The disks are set so that their axial plane is located in the plane of pinching the rolls. The ovalization setting is based on measuring the distance between the rollers and between the discs in the pinch plane.

The tool works as follows.

The billet is fed to the deformation zone, falls into the gripping section formed by two cones, symmetrical about the axis. The equality of the taper angles of the gripping section ensures the axisymmetry of this section. Under the action of the rolls, the billet acquires rotary and translational motion and deforms as it moves along the deformation zone. The distribution of forces and deformations in the gripping section is axisymmetric. The slip lines of the metal intersect at the center of the workpiece. The structure of the central part of the preform is being worked out. Compression of the metal in this part of the deformation zone is insignificant; therefore, destruction in the center does not occur. The preform is then moved to the deformation area, where

the main reduction of the metal is carried out. The arcuate profile of the swath roll section plays the role of a deforming ridge, which intensively displaces metal layers in the helicoidal direction and allows smooth distribution of the deformation over the center with the non-axisymmetric shape of the deformation zone on this part of the input section. This leads to non-uniformity of deformations over the section of the workpiece, distortion of the pattern of slip lines.

The intersection points of the slip lines in each cross section of the workpiece in this part of the inlet section of the deformation zone do not coincide with each other. When S is deformed, these points fall on various metal particles located at different distances from the center of the workpiece. This allows for a more uniform development of the metal structure along the cross section, as well as reducing the shear deformation of the metal in the center and reducing the likelihood of opening the cavity. This makes it possible to roll metal with increased gaps without destroying in the center.

Then, the billet enters the axisymmetric clamping area of the deformation zone, in which the billet takes the final size. The axisymmetric nature of this area of the deformation zone allows the blank to give the shape, as well as to further work out the structure of the center of the blank.

Next, the workpiece enters the calibrating area of the deformation zone. The cylindrical profile of the exit section of one roll aligns the workpiece curved in the deformation zone, and also allows for the peeling of the risks and tears formed on the surface of the workpiece.

The conical profile of the exit section of the other roll reduces the reduction of the workpiece at the exit from the deformation zone, which the metal experiences as a result of elastic expansion at the exit from the overcrush section, and reduces the number of deformation cycles with low compression. The use of cylindrical sections on both rolls is unacceptable, since a slight reduction due to the elastic expansion of the metal and a large number of cycles of sign-dimensional deformation with a small reduction leads to the destruction of the workpiece in the center.

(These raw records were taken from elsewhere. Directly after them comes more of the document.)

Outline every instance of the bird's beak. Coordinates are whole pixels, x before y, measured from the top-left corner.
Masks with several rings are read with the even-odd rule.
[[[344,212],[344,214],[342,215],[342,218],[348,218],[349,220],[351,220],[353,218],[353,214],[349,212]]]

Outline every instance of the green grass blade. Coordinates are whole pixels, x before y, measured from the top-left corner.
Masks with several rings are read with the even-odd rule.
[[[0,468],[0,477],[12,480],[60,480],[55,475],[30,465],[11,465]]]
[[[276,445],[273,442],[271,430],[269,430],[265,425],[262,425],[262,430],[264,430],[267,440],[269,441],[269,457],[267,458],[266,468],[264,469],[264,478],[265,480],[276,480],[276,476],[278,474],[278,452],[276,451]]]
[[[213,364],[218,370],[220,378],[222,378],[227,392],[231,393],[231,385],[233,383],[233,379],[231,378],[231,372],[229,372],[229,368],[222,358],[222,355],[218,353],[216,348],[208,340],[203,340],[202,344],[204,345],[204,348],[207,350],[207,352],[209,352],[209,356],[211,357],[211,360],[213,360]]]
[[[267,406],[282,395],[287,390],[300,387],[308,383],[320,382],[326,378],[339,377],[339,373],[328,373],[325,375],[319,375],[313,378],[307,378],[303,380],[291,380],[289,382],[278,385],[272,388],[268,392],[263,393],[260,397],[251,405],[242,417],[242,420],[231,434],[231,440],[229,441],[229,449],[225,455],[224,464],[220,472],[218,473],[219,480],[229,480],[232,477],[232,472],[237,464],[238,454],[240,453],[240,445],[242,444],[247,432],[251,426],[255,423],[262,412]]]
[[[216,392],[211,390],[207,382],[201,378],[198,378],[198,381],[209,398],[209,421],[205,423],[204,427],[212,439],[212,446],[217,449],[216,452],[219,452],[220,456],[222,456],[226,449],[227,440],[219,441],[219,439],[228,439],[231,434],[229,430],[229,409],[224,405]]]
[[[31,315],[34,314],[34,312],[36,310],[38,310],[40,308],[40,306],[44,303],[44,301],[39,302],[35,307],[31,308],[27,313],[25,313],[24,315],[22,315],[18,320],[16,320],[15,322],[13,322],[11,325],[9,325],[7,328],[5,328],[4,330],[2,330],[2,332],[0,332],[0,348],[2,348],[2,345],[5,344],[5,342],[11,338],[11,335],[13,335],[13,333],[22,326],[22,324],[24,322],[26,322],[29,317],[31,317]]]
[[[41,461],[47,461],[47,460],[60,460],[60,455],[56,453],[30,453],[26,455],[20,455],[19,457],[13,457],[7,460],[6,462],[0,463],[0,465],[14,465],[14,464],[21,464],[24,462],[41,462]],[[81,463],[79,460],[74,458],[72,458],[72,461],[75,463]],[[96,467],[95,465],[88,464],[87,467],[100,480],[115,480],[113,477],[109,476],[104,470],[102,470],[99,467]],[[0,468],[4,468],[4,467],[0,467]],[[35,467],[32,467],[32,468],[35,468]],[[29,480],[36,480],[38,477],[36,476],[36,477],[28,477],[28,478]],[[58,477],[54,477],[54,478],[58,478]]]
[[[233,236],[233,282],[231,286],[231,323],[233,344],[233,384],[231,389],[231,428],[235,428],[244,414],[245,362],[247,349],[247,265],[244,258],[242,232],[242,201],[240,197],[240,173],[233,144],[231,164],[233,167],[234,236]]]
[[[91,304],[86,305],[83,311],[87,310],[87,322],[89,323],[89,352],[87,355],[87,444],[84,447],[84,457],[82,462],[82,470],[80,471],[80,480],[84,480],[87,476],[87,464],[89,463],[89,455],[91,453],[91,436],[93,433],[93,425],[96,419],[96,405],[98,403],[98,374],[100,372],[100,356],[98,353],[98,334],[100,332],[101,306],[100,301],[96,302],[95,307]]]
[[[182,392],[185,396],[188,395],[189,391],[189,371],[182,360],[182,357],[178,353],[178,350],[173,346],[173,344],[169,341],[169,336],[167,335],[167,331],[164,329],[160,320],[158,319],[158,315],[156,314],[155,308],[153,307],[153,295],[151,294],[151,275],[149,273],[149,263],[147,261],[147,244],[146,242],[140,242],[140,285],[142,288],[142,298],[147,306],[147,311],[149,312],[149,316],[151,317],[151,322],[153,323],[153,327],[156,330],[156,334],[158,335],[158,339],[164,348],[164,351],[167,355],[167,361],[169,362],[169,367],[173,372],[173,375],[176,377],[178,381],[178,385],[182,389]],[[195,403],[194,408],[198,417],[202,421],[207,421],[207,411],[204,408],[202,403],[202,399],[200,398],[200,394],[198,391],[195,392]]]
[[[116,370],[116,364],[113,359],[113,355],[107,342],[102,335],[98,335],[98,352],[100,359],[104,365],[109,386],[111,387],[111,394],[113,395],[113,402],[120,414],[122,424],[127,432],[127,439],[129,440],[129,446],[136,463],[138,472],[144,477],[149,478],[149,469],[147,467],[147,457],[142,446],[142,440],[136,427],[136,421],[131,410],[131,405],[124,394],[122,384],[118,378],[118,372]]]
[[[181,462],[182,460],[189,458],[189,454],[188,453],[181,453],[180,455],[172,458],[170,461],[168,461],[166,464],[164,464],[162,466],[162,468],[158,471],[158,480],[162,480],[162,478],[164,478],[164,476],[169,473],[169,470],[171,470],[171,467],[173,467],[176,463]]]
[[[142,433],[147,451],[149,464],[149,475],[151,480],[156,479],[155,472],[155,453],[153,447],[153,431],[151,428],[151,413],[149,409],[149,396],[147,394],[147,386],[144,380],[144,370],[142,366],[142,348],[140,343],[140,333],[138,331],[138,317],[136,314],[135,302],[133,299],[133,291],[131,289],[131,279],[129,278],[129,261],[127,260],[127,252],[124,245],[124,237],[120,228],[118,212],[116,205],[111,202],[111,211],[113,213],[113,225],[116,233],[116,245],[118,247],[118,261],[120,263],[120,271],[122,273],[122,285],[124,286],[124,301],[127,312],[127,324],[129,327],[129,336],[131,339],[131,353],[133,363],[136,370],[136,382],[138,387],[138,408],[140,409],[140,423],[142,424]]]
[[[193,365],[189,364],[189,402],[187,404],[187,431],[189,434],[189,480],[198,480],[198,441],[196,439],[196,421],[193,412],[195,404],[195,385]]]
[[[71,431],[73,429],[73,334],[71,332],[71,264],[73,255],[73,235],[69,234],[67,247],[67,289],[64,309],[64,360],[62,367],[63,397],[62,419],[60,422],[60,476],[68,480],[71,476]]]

The use of conical exit sections does not allow to obtain even samples with a smooth, surface. When deforming solid blanks in the deformation zone formed by the proposed technological tool, the structure of the solid metal is worked out more evenly throughout the section. Using rolls with different calibrations in conjunction with guide discs that form a non-axisymmetric deformation zone, allows deforming the metal without destruction with elevated reduction mi per pass, which allows for a more efficient working out of the metal structure and increasing the productivity of rolling equipment.

The economic effect from the application of the proposed technological tool in comparison with the known is 33 thousand rubles. in year.

Claims (3)

1. Danilov F.A. et al. Hot rolling and pressing of pipes, Moscow, Metallurgists, 1972, p. 235-251. 2. USSR author's certificate number 556854, cl. B 21 B 27/02, 1975. 3. USSR author's certificate №, cl. B 21 B 19/02, 1977.